Troubleshooting#

If the following content does not address your issue, feel free to raise a GitHub Issue.

Automatic Recovery#

When setting recover_mode=auto and the experiment configuration remains unchanged, AReaL will attempt to discover previous checkpoints and recover the experiment from them.

Recovery Failure Causes#

If automatic recovery fails, check the following possibilities:

Configuration Changes:

  • The experiment_name and trial_name in the training script differ from the previous run

  • Changes in batch size (dataset.train_bs_n_seqs parameter)

  • Changes in group size (group_size parameter)

  • Changes in number of nodes (n_nodes parameter)

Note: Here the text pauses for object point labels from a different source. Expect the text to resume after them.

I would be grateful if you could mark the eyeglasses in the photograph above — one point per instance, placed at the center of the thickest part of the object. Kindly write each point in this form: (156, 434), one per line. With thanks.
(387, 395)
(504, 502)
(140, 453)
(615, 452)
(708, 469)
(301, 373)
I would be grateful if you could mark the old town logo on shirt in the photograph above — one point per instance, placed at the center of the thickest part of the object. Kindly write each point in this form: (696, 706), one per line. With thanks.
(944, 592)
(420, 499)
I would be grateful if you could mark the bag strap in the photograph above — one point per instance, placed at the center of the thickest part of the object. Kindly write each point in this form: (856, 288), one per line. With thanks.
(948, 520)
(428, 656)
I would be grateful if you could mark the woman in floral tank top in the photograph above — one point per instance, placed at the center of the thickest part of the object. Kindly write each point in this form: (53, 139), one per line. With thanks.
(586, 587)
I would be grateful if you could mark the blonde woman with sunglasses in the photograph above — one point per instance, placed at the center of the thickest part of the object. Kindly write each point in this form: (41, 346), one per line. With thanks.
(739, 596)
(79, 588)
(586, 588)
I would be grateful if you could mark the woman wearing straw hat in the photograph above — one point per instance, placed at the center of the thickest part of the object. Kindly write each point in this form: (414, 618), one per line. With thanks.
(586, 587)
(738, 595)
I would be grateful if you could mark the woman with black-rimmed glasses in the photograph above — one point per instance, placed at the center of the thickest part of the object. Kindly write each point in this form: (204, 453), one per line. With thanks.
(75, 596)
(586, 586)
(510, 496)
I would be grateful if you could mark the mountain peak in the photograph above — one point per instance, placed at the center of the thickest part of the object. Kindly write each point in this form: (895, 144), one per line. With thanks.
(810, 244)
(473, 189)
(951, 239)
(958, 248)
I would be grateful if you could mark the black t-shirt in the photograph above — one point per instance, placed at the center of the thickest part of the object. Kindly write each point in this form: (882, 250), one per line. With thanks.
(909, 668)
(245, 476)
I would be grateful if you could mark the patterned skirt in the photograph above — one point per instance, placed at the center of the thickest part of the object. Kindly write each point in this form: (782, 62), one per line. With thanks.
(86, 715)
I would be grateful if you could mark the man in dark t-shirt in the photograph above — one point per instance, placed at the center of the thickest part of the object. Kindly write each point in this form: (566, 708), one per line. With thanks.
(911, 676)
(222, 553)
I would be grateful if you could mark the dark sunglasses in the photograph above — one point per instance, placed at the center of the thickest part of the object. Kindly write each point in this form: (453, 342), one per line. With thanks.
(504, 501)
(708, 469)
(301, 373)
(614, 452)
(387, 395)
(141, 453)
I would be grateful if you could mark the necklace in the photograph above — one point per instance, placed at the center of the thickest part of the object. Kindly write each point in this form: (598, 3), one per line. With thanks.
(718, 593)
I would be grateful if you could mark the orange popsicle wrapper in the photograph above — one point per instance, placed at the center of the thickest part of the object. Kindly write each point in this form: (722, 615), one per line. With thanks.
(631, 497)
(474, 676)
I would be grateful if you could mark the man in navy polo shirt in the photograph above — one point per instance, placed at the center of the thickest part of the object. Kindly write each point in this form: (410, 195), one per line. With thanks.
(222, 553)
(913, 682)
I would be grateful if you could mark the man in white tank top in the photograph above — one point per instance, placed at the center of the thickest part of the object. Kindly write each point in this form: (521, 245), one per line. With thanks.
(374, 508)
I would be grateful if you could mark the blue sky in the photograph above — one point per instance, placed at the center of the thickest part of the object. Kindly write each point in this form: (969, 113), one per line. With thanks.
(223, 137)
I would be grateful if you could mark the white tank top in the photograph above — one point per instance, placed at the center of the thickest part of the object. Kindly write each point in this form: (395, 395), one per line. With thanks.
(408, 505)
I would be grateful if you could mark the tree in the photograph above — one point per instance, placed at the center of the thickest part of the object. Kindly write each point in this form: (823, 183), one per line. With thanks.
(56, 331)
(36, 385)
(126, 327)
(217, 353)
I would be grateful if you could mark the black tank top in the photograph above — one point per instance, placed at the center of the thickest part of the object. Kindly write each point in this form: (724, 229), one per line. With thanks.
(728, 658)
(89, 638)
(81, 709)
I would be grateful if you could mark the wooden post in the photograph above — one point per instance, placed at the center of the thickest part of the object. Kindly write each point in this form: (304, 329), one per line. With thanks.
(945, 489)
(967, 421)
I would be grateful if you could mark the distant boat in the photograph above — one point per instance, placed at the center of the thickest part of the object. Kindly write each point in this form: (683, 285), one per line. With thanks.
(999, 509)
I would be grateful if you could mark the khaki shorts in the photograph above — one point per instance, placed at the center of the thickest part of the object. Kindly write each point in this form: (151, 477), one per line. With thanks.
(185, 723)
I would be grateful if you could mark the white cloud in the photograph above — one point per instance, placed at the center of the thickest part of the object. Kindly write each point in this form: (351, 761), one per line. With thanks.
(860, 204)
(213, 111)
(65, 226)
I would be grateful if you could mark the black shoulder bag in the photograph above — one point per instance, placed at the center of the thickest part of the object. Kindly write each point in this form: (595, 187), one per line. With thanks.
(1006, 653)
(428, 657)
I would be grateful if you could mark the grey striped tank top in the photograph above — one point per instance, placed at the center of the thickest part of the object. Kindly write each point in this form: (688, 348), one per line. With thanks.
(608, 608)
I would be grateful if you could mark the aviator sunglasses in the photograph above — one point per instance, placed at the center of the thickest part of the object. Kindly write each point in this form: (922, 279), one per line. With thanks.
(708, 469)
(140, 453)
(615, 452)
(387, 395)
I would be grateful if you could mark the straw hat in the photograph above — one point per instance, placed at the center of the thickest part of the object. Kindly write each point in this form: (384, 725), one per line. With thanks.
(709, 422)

Missing Recovery Checkpoints: Recovery checkpoints are generated under two conditions by default:

  • After completion of the second step

  • When a step completes and more than 600 seconds have passed since the last recovery checkpoint (controlled by exp_ctrl.ckpt_freq_secs=600)

Verify Recovery Checkpoint Creation#

You can confirm if a recovery checkpoint was generated by searching for the following message in the logs:

(master_worker/0 pid=96390, ip=xxx.xxx.xxx.xxx) 20250222-11:52:02.760 master worker INFO: Dumped recover info to file.

Memory Issues#

torch.cuda.CudaOutOfMemoryError#

The key to resolving this issue is identifying the phase where the error occurs:

During Initialization#

  • Check for idle processes on the GPU

  • Distributed scenarios: Restart the Ray cluster

  • Single-machine scenarios: Use pkill to terminate processes

During SGLang Generation#

  • Decrease the actor.sglang.mem_fraction_static parameter

  • Increase the tensor parallelism degree

  • Decrease the max_concurrent_rollouts parameter for asynchronous RL

During actor_inf or actor_train#

  • Adjust microbatch size: Decrease the parameter {actor_train|actor_inf}.mb_spec.max_tokens_per_mb=20480. This parameter limits tokens per forward/backward pass and can be set as low as the maximum sequence length (including prompt)

  • Modify parallelism strategy: Adjust allocation_mode by:

    • Reducing data parallelism

    • Increasing tensor or pipeline parallelism

    • Preferring pipeline parallelism over tensor parallelism

CUDA Error: Out of Memory#

This issue may occur during data transfer. Try increasing mem_per_model_worker in the CLI arguments.